Nobrezas e Hierarquias sociais, séculos XV-XIX / Revista Maracanan / 2018

O presente dossiê foi concebido com o intuito de reunir estudos sobre o papel da nobreza e das hierarquias sociais de maneira mais ampla. Congrega, portanto, textos que versam sobre as formas como essas hierarquias e o próprio conceito de nobreza eram pensados entre os séculos XV e XIX, bem como análises sobre as estratégias, redes e trajetórias de grupos ou indivíduos na mesma temporalidade.

Na Época Moderna, a desigualdade era naturalizada, constituindo-se em elemento central do ordenamento social, jurídico e ideológico europeu. Os diferenciais de renda e riqueza eram muito marcados e crescentes, 1 mas os discursos dominantes sobre a estrutura social enfatizavam o nascimento e a honra para justificar as disparidades que separavam o nobre de província do camponês que lavrava sua terra ou a aristocrata da criada que lhe vestia. 2

Tais atos de fala não são meras cortinas de fumaça, mas sim, como escreveu Barbara Fields, “o vocabulário descritivo da existência cotidiana, [configurando uma ideologia,] através da qual as pessoas compreendem a realidade em que vivem e que criam no dia a dia”. 3 Afinal, como indagou Marc Bloch, “uma hierarquia social é algum dia outra coisa que um sistema de representações coletivas, móveis por sua própria natureza?”. 4 Nesse sentido, trabalhos como as notas de pesquisa de Marcone Aroucha no presente dossiê, “Nobreza ibérica na Alta Idade Moderna: o mérito, a linhagem, os discursos” e de Nara Maria de Paula Tinoco, “Nobres e magistrados: uma discussão sobre o conceito de nobreza”, que analisa a relação entre nobreza e magistratura, são contribuições relevantes à compreensão de concepções coevas sobre nobreza e seus impactos sobre as escolhas das elites dos dois lados do Atlântico em sua busca por legitimidade social. A importância da honra estamental para a sociedade do Antigo Regime levava os agentes a buscarem o estatuto de nobreza através de estratégias diversas, termo, aliás, muito frequente nas análises sobre os processos de nobilitação como podemos perceber no artigo de Marcia Eliane Alves de Souza e Mello, “A trajetória de uma rede familiar no Pará setecentista: O caso da família Góis” e na nota de pesquisa de Maria Beatriz Gomes Bellens Porto, “Estratégias sociais nas festas de São Sebastião: o exemplo do financiador José Antônio de Freitas Guimarães no Rio de Janeiro (1795-1810)”.
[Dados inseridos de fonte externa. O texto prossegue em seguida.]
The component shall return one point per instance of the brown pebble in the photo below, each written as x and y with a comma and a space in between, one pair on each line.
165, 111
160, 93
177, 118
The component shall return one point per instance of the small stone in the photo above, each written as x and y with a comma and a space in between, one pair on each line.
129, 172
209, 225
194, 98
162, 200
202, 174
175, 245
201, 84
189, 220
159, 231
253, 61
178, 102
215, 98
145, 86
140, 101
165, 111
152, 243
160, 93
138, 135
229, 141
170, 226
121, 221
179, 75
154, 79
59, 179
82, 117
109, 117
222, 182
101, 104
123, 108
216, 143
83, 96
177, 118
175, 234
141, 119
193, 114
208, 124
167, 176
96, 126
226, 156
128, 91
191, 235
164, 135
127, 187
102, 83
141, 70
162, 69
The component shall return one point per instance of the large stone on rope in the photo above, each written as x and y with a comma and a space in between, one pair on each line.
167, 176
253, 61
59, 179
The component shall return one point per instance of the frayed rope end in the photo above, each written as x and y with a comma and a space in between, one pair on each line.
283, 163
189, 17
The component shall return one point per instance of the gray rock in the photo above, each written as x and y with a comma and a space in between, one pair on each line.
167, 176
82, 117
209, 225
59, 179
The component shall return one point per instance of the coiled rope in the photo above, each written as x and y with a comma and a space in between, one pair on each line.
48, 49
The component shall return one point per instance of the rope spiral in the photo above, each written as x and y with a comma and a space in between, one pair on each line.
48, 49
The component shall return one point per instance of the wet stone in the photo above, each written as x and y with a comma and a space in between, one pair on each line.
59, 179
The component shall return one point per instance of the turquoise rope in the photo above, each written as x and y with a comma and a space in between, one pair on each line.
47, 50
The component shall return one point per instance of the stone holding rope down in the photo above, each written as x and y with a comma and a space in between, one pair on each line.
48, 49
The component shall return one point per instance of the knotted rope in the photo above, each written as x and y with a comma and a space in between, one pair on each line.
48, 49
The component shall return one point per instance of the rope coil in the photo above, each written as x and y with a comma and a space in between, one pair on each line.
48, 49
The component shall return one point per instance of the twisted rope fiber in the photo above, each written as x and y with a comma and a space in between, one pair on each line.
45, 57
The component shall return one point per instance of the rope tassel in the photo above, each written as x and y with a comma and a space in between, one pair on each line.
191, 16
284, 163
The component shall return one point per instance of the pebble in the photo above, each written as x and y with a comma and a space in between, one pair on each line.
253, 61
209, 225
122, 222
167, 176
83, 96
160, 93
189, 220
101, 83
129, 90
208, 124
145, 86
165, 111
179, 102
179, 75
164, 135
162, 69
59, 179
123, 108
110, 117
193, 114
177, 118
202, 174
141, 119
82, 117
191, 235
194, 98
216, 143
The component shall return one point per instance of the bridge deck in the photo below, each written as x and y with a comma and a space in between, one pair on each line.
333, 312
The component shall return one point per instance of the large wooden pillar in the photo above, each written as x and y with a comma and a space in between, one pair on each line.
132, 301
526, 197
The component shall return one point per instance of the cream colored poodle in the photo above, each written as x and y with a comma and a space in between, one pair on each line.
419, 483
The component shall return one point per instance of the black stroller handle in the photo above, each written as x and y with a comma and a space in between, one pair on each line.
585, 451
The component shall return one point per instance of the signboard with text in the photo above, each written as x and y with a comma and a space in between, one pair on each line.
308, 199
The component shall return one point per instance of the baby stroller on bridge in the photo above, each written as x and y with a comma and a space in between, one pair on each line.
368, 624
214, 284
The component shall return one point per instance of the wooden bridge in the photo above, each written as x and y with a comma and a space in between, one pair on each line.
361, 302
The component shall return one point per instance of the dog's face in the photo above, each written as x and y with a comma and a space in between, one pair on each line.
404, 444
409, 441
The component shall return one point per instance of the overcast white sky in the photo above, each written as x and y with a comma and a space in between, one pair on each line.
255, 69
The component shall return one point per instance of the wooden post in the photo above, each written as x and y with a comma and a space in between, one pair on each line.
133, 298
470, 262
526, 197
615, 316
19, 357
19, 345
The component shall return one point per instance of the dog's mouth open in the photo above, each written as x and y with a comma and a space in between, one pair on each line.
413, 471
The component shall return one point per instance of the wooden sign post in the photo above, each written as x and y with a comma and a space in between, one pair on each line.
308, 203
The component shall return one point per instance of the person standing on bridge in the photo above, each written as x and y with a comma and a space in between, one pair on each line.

Os dois princípios de hierarquização – classe e estamento – estavam intimamente ligados, pois recursos financeiros eram necessários para “viver a lei da nobreza”, como se dizia na Península Ibérica, e endinheirados costumavam ao longo de uma ou duas gerações transformar seu capital econômico em simbólico através da compra de terras, cavalos e (quando disponíveis) títulos e ofícios nobilitantes, afastando-se das atividades comerciais e manufatureiras, no processo batizado por Fernand Braudel, talvez com excesso de severidade e teleologismo, de “traição da burguesia”. 5

Pode-se dizer, portanto, que a Europa era, e o mesmo é válido com ainda mais razão para as sociedades coloniais em formação nas Américas, “uma sociedade estamental tendencialmente classista, um mundo ordenado teoricamente pelo sangue e nascimento; distribuído em grupos em realidade graças ao dinheiro e às relações pessoais e familiares. Neste sentido, a nobreza é antes de tudo um ideal, um modo de vida, uma aspiração”. 6

A história da nobreza europeia não é, portanto, uma inverossímil sobrevivência das mesmas linhagens da Idade Média até a Era das Revoluções, mas sim um constante processo de nobilitação e decadência, em que plebeus se tornavam nobres, a nobreza de província ascendia à Corte e cortesãos tornavam-se aristocratas, ao mesmo tempo em que famílias antes proeminentes desapareciam. Em Portugal, como no restante da Europa, o período que vai da segunda metade do século XIV até finais do Quinhentos foi de significativa mobilidade social, constituindo-se justamente nessa época a nobreza moderna. 7 Essa dinâmica também esteve profundamente ligada à monarquia pois, diferente do que defendera a historiografia tradicional, não havia uma oposição entre poder aristocrático e poder régio, mas sim uma relação umbilical, como se depreende da análise da professora Mafalda Soares da Cunha na entrevista que fecha esse dossiê.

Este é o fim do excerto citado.